Agar tidak terlampau sinis dan nyinyir, mungkin ada baiknya kita kembali menengok ke masa lalu

Kita tahu bahwa ide tentang KAA dicetuskan oleh sejumlah pemimpin negara-negara Asia yang baru saja merdeka, di mana Indonesia tergabung sebagai salah satu pencetusnya. Namun, ada cerita yang jauh lebih menarik dan kompleks daripada itu. Kita perlu beranjak dari narasi simplistis tentang KAA yang cenderung berpusat dari pengalaman para presiden dan perdana menteri, orang-orang besar, the great men.

Ada satu pesan yang menyatukan bangsa-bangsa kulit berwarna ini: anti-(neo)kolonialisme dan imperialisme, alias anti-nekolim, meminjam istilah Bung Karno. Pesan ini mewujud pada suatu aspirasi universal: pembebasan nasional. Tentu saja sejarah dan pengalaman kolonial tiap-tiap masyarakat berbeda satu sama lain. Menyamaratakan pengalaman tersebut berarti sama saja melihat sejarah kolonialisme secara esensialis dan menegasikan agensi dari bangsa-bangsa yang dijajah, sebagaimana yang dilakukan oleh para kolonialis jaman dulu. Tetapi terlepas dari berbagai perbedaannya, ada banyak irisan kesamaan pengalaman yang kemudian menyatukan nasib bangsa-bangsa berwarna ini.
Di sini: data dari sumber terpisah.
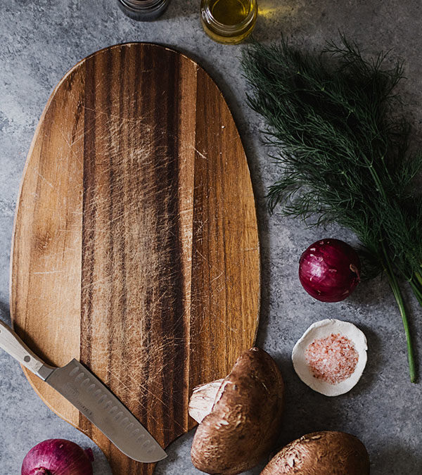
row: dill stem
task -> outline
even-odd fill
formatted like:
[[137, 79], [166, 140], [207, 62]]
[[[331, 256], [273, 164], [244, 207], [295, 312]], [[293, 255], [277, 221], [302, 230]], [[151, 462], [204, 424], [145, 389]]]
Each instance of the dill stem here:
[[[397, 303], [397, 305], [399, 306], [400, 315], [402, 315], [402, 320], [403, 322], [403, 327], [404, 327], [404, 333], [406, 334], [406, 343], [407, 345], [407, 359], [409, 360], [409, 372], [410, 374], [410, 381], [411, 383], [416, 383], [416, 370], [414, 356], [414, 349], [413, 345], [411, 343], [411, 338], [410, 337], [410, 329], [409, 328], [409, 322], [407, 320], [407, 315], [406, 312], [406, 308], [404, 307], [403, 296], [402, 295], [400, 288], [399, 287], [397, 279], [392, 270], [391, 261], [390, 260], [390, 258], [387, 255], [385, 247], [384, 246], [384, 243], [383, 242], [381, 242], [381, 246], [383, 248], [383, 251], [384, 253], [384, 264], [385, 264], [384, 268], [385, 274], [387, 274], [390, 286], [391, 287], [391, 290], [392, 291], [395, 298], [396, 299], [396, 302]], [[418, 300], [419, 299], [418, 298]]]

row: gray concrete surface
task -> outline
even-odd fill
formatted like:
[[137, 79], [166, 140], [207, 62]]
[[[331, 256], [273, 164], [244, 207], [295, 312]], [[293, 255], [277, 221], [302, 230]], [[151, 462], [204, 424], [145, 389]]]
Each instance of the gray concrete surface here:
[[[257, 196], [262, 249], [262, 305], [258, 343], [279, 363], [287, 386], [280, 443], [314, 430], [357, 435], [371, 455], [373, 475], [422, 474], [422, 384], [409, 381], [404, 338], [387, 283], [362, 284], [347, 300], [324, 304], [300, 287], [301, 252], [321, 237], [353, 237], [343, 229], [307, 229], [298, 221], [269, 217], [264, 196], [277, 176], [258, 129], [260, 120], [245, 104], [239, 54], [245, 45], [212, 42], [199, 23], [199, 0], [172, 0], [152, 23], [123, 15], [114, 0], [1, 0], [0, 2], [0, 313], [8, 315], [8, 268], [13, 213], [30, 144], [48, 97], [67, 70], [88, 54], [115, 43], [148, 41], [181, 49], [204, 65], [222, 88], [243, 139]], [[419, 0], [260, 0], [255, 38], [283, 34], [310, 50], [319, 49], [338, 31], [368, 52], [392, 49], [404, 63], [407, 80], [400, 92], [420, 141], [422, 120], [422, 6]], [[422, 366], [421, 311], [409, 293], [413, 330]], [[313, 322], [340, 317], [356, 323], [369, 341], [362, 379], [348, 394], [328, 398], [302, 384], [290, 355]], [[159, 475], [199, 473], [191, 465], [193, 434], [175, 441]], [[110, 471], [100, 451], [84, 436], [51, 412], [38, 398], [18, 365], [0, 352], [0, 467], [20, 473], [22, 460], [48, 438], [93, 447], [96, 475]], [[260, 473], [259, 467], [251, 474]]]

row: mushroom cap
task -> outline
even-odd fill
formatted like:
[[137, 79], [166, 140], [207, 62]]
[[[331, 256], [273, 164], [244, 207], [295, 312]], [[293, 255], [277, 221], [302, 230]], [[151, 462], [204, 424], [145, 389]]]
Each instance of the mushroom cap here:
[[191, 450], [193, 465], [224, 475], [257, 465], [276, 442], [283, 395], [281, 373], [271, 356], [257, 348], [243, 353], [196, 430]]
[[261, 475], [369, 475], [364, 444], [345, 432], [312, 432], [286, 445]]

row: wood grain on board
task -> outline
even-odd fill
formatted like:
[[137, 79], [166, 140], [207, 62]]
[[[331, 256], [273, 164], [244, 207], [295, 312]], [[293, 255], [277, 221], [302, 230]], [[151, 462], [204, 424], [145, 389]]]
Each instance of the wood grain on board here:
[[[162, 447], [195, 424], [193, 388], [254, 342], [255, 209], [230, 110], [195, 62], [158, 45], [101, 50], [53, 92], [25, 165], [13, 238], [15, 329], [48, 362], [75, 357]], [[104, 451], [152, 474], [25, 370]]]

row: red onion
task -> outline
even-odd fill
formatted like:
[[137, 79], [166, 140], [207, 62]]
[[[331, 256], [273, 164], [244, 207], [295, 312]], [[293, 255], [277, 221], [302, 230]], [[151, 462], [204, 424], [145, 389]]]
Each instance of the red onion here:
[[92, 475], [91, 449], [63, 438], [50, 438], [33, 447], [23, 459], [22, 475]]
[[360, 281], [354, 249], [339, 239], [321, 239], [300, 256], [299, 279], [305, 290], [321, 302], [340, 302]]

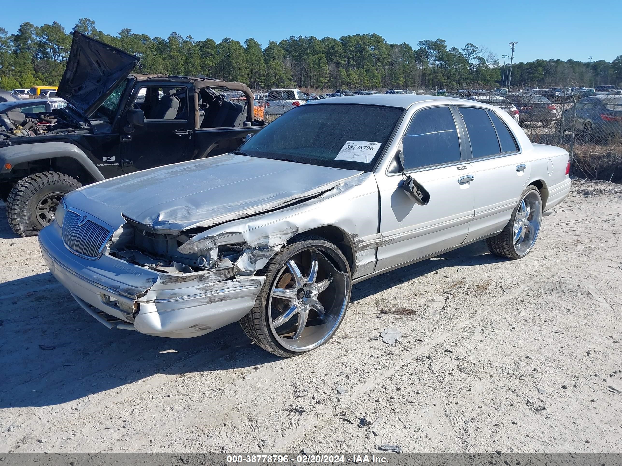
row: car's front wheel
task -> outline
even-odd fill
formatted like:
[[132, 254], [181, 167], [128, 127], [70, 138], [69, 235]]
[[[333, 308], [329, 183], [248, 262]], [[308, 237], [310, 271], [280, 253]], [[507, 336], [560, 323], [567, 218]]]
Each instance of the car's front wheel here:
[[82, 186], [68, 175], [44, 171], [17, 181], [6, 200], [6, 217], [16, 234], [34, 236], [56, 216], [60, 199]]
[[521, 201], [512, 212], [505, 228], [486, 240], [488, 250], [501, 257], [520, 259], [524, 257], [536, 244], [542, 220], [542, 199], [538, 188], [528, 186], [521, 196]]
[[338, 248], [320, 237], [300, 236], [272, 257], [265, 274], [255, 306], [240, 320], [255, 343], [290, 357], [333, 336], [351, 288], [350, 267]]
Sesungguhnya sejarah kolonialisme dan imperialisme belum begitu jauh jaraknya dari kita, paling-paling hanya sekitar ratusan tahun. Kita tahu, dua proyek ekonomi-politik dan kebudayaan tersebut membuat benua-benua berwarna – Asia, Afrika, dan Amerika Latin – seakan-akan tidak memiliki sejarah sebelum bangsa-bangsa Barat ‘menemukan’ mereka. Kita seakan-akan menjadi, meminjam istilah antropolog Eric Wolf, ‘orang-orang tanpa sejarah’ (people without history). Padahal sejarah menunjukkan bahwa – tanpa harus terjebak dalam glorifikasi dan romantifikasi masa lalu – jauh sebelum kolonialisme, bangsa-bangsa kulit berwarna telah mencoba meniti jalur modernitas alternatif. Di Jepang, Daikichi Irokawa dalam The Culture of Meiji mencatat bahwa di masa pergolakan selama Restorasi Meiji, sejumlah elemen dari kaum tani mencoba merumuskan konstitusi alternatif sebagai tandingan terhadap konstitusi yang dirumuskan oleh elit restorasionis. Di Asia Tenggara, sejumlah sejarawan terkemuka seperti Anthony Reid dan Geoff Wade telah menulis mengenai ‘zaman perdagangan’ (the age of commerce) di mana orang-orang dengan berbagai latar belakang etnisitas yang berbeda – Asia Tenggara, Arab, India, dan Cina – berinteraksi satu sama lain dalam jalur perdagangan Asia yang berkembang pesat pada saat itu. Hingga kemudian para kolonialis datang. Tentu saja kolonialisme tidak serta merta datang dan kemudian menaklukkan serta menindas subjek kolonialnya. Kenyataannya jauh lebih rumit daripada itu. Tetapi seringkali proyek kolonialisme berhasil karena ia difasilitasi oleh elit atau komprador lokal yang memungkinkan cengkeraman kolonial yang lebih mendalam di suatu masyarakat.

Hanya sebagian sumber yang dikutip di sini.